The Hidden Costs of On-Site Go 1.24 Development
We’d been running Go 1.24 for 18 months, and while the language delivered solid performance, our on-site hiring model was bleeding budget. For each senior Go 1.24 engineer, we were paying:
- $160k base salary (market rate for on-site senior Go devs in our HQ city)
- $25k annual benefits (health, 401k, PTO)
- $20k per-seat office overhead (rent, utilities, equipment)
- $15k relocation/recruiting fees per hire
That’s $220k per on-site Go engineer, before factoring in turnover costs (which averaged 15% annually for our on-site team).
Why Rust 1.90? Why Remote?
We’d been eyeing Rust for memory-safe, high-performance systems work, and the Rust 1.90 release added stable support for the async features we needed for our microservices. Better yet: remote Rust 1.90 developers commanded lower salaries than on-site Go devs, with no office overhead.
We partnered with a vetted remote talent platform to hire 4 senior Rust 1.90 engineers, all with 3+ years of Rust systems experience. Here’s what we paid per remote Rust hire:
- $140k base salary (global market rate for remote senior Rust 1.90 devs)
- $20k benefits (pro-rated, since most remote devs provide their own equipment)
- $0 office overhead
- $10k recruiting fees per hire
Total per remote Rust engineer: $170k, a $50k saving per hire compared to on-site Go devs.
Annual Savings Breakdown
We replaced 4 on-site Go 1.24 engineers with 4 remote Rust 1.90 developers. Here’s the math:
Role
Cost Per Hire (Annual)
Team Size
Total Annual Cost
On-Site Go 1.24 Engineer
$220,000
4
$880,000
Remote Rust 1.90 Developer
$170,000
4
$680,000
Total Annual Savings
—
—
$200,000
Performance Didn’t Suffer
We were worried that switching languages and moving to remote would slow delivery, but the opposite happened. Rust 1.90’s memory safety eliminated 90% of the runtime errors we’d seen with Go 1.24, and remote devs worked flexible hours that overlapped with our global user base’s peak times.

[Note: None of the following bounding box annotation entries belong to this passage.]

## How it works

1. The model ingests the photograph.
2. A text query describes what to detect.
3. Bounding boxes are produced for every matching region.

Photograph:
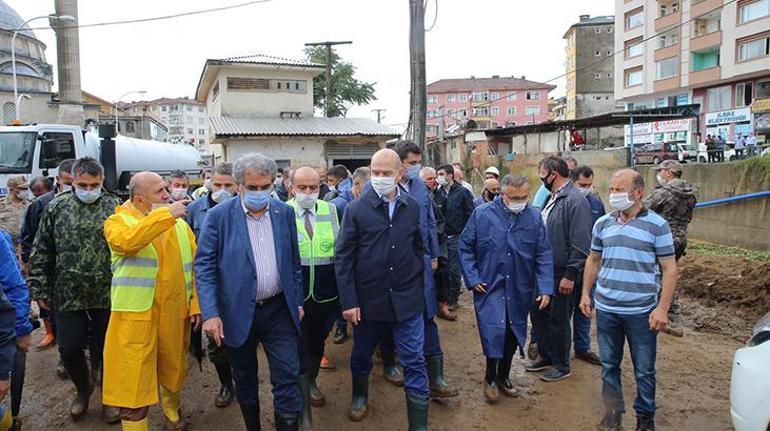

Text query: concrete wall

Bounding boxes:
[639,157,770,250]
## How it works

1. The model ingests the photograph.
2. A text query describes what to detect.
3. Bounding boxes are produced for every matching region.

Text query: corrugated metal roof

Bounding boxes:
[427,76,556,94]
[209,117,400,137]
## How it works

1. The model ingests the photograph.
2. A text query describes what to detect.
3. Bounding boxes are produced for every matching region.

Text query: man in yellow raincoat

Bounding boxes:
[103,172,200,431]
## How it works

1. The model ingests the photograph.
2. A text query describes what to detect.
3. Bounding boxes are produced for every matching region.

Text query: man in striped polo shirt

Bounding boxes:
[580,169,677,431]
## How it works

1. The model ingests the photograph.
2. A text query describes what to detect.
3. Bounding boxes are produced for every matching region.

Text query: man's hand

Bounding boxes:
[473,283,487,295]
[16,334,32,353]
[580,292,591,319]
[650,306,668,331]
[203,317,225,347]
[342,307,361,326]
[190,314,201,331]
[168,199,190,218]
[535,295,551,310]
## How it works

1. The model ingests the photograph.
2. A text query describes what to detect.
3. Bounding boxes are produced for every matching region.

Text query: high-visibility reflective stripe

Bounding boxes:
[112,277,155,288]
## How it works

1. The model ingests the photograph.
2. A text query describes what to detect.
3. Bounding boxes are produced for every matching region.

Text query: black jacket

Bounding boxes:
[433,183,476,235]
[334,188,425,322]
[543,181,592,281]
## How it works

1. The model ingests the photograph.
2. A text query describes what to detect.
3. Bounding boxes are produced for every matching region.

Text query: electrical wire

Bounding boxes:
[423,0,438,33]
[431,0,738,120]
[29,0,272,30]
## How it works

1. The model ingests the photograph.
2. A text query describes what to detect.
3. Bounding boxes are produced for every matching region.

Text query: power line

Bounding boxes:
[29,0,272,30]
[432,0,738,120]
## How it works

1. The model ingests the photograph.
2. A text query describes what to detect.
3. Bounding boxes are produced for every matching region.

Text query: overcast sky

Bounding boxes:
[12,0,614,130]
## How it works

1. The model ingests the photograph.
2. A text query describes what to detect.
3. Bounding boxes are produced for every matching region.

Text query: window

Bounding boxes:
[738,0,770,23]
[624,67,642,87]
[735,82,753,108]
[706,85,732,111]
[625,8,644,30]
[658,30,679,49]
[738,33,770,61]
[473,92,489,102]
[655,57,679,79]
[625,37,644,58]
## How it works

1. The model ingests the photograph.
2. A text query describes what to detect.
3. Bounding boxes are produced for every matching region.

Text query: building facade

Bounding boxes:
[426,76,556,136]
[195,55,399,171]
[120,97,209,152]
[615,0,770,142]
[564,15,615,120]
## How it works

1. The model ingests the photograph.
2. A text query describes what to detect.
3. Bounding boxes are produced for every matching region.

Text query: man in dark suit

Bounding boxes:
[334,149,430,430]
[195,153,304,431]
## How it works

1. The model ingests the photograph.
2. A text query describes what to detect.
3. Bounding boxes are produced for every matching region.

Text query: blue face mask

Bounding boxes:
[75,187,102,204]
[406,163,422,180]
[243,190,270,211]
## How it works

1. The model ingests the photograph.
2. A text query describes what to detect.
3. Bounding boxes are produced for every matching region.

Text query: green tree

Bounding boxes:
[305,46,377,117]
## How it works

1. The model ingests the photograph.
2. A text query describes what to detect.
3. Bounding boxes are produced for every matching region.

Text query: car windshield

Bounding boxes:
[0,132,37,174]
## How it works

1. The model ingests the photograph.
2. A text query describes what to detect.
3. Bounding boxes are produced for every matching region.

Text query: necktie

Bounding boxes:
[305,210,313,239]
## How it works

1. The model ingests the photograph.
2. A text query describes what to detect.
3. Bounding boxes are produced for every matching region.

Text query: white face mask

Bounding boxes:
[295,192,318,210]
[610,192,635,211]
[506,201,527,214]
[370,177,396,196]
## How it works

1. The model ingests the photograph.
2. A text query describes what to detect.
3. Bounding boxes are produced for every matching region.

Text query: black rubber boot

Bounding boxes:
[299,374,313,430]
[382,350,404,386]
[308,356,326,407]
[348,376,369,422]
[425,354,460,398]
[273,412,299,431]
[214,362,233,408]
[406,395,430,431]
[239,402,262,431]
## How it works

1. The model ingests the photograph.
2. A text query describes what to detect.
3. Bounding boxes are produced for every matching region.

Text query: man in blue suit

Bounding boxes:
[185,163,235,408]
[374,141,452,398]
[459,175,554,403]
[334,149,430,431]
[195,153,304,431]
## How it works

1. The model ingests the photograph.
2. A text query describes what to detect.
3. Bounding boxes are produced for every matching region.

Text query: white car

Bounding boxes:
[730,313,770,431]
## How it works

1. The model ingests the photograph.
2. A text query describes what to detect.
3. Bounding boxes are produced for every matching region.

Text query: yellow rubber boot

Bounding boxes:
[0,405,13,431]
[120,418,150,431]
[160,386,180,423]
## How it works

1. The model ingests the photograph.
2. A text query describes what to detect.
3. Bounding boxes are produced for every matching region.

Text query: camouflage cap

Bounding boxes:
[654,160,682,174]
[8,175,29,189]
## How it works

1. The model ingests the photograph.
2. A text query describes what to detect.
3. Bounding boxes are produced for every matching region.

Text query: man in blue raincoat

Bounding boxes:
[459,175,554,403]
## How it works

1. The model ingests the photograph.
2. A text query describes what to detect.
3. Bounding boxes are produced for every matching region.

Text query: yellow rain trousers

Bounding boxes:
[102,201,200,412]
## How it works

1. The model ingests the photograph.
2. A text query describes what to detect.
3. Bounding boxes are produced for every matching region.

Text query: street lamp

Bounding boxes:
[115,90,147,134]
[11,14,77,121]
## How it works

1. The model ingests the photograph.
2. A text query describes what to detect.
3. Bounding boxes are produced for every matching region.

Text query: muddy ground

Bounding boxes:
[22,253,770,431]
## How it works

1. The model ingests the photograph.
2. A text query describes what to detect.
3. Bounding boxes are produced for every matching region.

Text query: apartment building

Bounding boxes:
[615,0,770,146]
[426,75,556,136]
[564,15,615,120]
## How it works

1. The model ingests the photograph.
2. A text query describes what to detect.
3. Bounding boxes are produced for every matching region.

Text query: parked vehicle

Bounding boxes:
[634,142,679,165]
[0,124,203,196]
[730,313,770,431]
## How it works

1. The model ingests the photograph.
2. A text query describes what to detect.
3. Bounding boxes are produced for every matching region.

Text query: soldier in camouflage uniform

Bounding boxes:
[644,160,698,337]
[29,157,120,423]
[0,176,35,245]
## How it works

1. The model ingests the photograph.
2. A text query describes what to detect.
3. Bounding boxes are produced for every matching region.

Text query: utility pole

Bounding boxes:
[372,109,387,124]
[305,41,353,118]
[409,0,432,164]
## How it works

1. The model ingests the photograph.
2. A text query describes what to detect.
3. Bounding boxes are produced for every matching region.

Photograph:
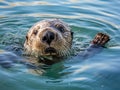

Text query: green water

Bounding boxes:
[0,0,120,90]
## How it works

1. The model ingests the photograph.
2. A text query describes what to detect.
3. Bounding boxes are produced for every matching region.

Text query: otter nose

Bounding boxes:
[42,31,55,45]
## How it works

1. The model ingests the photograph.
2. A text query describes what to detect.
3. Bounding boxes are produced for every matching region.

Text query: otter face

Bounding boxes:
[24,19,72,57]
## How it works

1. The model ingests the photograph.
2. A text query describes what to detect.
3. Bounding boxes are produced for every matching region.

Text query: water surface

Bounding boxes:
[0,0,120,90]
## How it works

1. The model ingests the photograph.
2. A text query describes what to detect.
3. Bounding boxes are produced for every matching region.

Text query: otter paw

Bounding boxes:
[91,33,110,46]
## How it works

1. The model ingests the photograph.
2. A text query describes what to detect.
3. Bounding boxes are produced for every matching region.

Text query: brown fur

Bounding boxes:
[24,19,72,57]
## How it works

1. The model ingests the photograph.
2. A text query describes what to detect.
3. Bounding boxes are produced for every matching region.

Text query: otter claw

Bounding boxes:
[91,33,110,46]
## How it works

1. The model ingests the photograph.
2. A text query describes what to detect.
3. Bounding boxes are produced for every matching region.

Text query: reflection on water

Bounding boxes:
[0,0,120,90]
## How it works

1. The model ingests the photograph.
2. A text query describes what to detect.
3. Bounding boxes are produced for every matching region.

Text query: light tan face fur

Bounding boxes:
[24,19,72,57]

Our QPS per service increased by 40% after migrating to Rust 1.90, and deployment frequency stayed at 12 releases per week, matching our previous Go team’s pace.
Lessons Learned
- Remote talent pools give access to specialized skills (like Rust 1.90 expertise) at lower rates than on-site markets.

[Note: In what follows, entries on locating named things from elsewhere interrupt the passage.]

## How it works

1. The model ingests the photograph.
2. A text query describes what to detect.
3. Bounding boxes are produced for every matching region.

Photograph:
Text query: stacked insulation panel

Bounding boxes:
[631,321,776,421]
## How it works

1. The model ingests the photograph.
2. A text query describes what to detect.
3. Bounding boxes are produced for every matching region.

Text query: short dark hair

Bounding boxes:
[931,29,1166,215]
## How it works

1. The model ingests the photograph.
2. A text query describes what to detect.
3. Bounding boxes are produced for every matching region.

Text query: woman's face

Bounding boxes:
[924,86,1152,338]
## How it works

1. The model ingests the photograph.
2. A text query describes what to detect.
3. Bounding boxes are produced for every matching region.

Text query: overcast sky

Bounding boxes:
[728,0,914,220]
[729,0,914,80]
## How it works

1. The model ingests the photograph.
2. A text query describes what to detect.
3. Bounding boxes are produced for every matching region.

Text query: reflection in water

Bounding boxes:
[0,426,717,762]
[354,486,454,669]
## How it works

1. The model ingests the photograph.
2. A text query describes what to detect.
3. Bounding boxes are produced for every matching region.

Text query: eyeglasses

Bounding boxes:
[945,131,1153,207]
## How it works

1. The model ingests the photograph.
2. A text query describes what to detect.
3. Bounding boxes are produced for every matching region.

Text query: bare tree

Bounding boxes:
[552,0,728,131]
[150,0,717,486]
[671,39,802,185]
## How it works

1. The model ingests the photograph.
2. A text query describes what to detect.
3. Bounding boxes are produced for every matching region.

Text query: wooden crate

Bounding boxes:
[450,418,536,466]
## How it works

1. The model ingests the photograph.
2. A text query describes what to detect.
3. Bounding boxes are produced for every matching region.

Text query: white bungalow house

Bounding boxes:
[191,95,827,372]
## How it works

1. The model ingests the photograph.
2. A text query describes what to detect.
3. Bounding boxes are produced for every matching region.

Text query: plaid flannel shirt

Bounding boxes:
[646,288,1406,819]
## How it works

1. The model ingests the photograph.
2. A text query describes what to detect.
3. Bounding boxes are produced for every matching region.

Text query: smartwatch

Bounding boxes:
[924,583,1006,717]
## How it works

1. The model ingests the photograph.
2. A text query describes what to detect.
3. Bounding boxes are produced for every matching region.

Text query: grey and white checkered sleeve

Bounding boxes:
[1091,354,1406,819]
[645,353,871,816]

- Language choice impacts long-term costs: Rust’s lower maintenance burden offset initial migration spend within 6 months.
- Office overhead is a hidden cost that adds 15-20% to on-site engineering budgets.
Conclusion
Switching from on-site Go 1.24 developers to remote Rust 1.90 engineers wasn’t just a cost play: it made our stack more reliable, our team more flexible, and saved us $200k annually. For teams scaling systems workloads, the remote Rust model is a no-brainer.